Lair of Dreams

For its heart is rich in dark treasures.

In the scab-tough oil fields of Oklahoma, giant iron derricks peck wounds into the ground. Oil gushes from the broken land like a promise, a baptism in crude hope, fuel for the engines of the nation’s desires. The roughnecks bathe in the sudden shower, and though they will never see its riches, never reap the harvest of its black gold, they celebrate as if it could be theirs at any time—a birthright promised to them, the right to life, liberty, and the pursuit of happiness, a race run in perpetuity.

The afternoon sun rises into the wide sky, high and hopeful as a stock market arrow. Frost wears away from the patchy soil, no match for the day’s warm optimism. A few hearty buds poke through on the trees. Already they yearn for spring, a constant striving.

In a clapboard one-room church nestled beneath the barren branches of a magnolia tree, a revival reaches its peak. Faithful arms beseech the sky. Bodies rock forward and back, spines bent into question marks, souls waiting for deliverance from doubt and uncertainty, waiting for a reason to fall to their knees in the sawdust with tear-stained cheeks and sin-purged hearts.

The immigrants pour into the cities, and the edges of the neighborhoods fray, then braid themselves into new American patterns. These new Americans push out into this country one step ahead of ancestors touching spectral fingers to the generations of the diaspora. Go, they whisper, but do not forget us.

Outside a redbrick prison, protestors set up for another day of placards and marches, cries for justice that go unheard by the two Italian anarchists inside—a fishmonger and a shoemaker, seekers of the American dream now appealing their fate in its court while the electric chair bides its time.

The lady in the harbor hoists her torch.

The Gold Mountain twinkles in the early-morning fog hugging the shoreline of California, a pretty mirage.

The atoms vibrate, always on the verge of some new shift.

Shift and the electrons lean toward particle or wave.

Shift and the action requires a reaction.

Shift and the stroke of a typewriter elevates i to I, changes God to god.

Shift and the beast acquires a thumb; the thumb, a weapon.

Shift and rights become wrongs; the wrongs, justification.

It’s all in the perspective.

Dusk approaches now, stealthy.

Their prayers done, the faithful collapse in an exhausted heap. The preacher’s white shirt has gone transparent with sweat. The cicadas raise their collective hymn. Pressed by wind and the weight of unanswered prayers, the trees bend their arms low, brushing the first hope of spring across heads weary with belief.

In another part of town bordering the cotton fields, where three small girls sleep cheek to jowl on a cot at the back of a sharecropper’s shack, a fleet of Model Ts and trucks creep forward with headlights off. Men in hooded white robes unfold themselves from these silent vehicles and lumber forward, lugging their own cross and a can of kerosene. Fathers and brothers, uncles and cousins are dragged from the shacks and down the front steps while the women scream—for mercy, for hope, for naught.

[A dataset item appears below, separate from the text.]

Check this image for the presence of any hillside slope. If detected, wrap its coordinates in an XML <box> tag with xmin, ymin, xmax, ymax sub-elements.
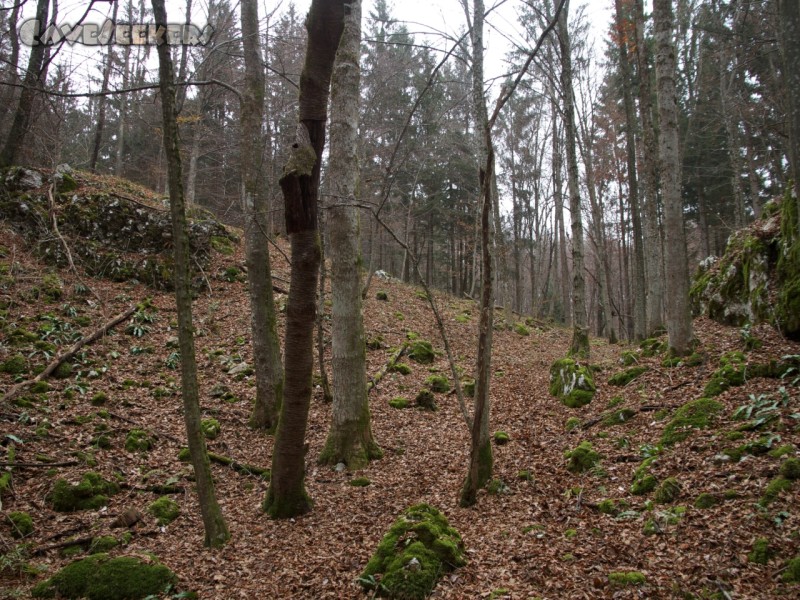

The rope is hoisted. The kerosene poured. The match is struck against the cross, setting the night on fire, a false light in the dark, and the screams pitch into keening.

Through the radios of the nation, a lady preacher calls out to the lonely: “Are you washed in the blood of the lamb?”

In a tent at a winter’s fair, smiling nurses ask questions and gather information from volunteering families. They ask, Have you ever demonstrated special abilities? Have you ever seen in your dreams a funny man wearing a stovepipe hat? Would you care to have a simple blood test? No, it won’t hurt—just a small stick, we promise. At the end, after the tears and blood, they bandage the children’s tiny wounds and deliver to the proud parents a bronze medal: Yea, I have a goodly heritage. Something to crow to the neighbors about.

Another boastful crop in the land of plenty.

The dusty road cuts through sleeping fields, which wave golden with corn in the summer. An old farmhouse sits not far from a weathered barn and a lone, gnarled tree. The tractor and plow are idle. Though it is late, the mailman’s truck rattles down the bumpy, mud-swollen road. He parks beside the mailbox, digs inside his pouch, retrieves the letter. After a last check of the address to be sure—number 144—he pushes it inside the mailbox, shuts the door, and lowers the small metal flag.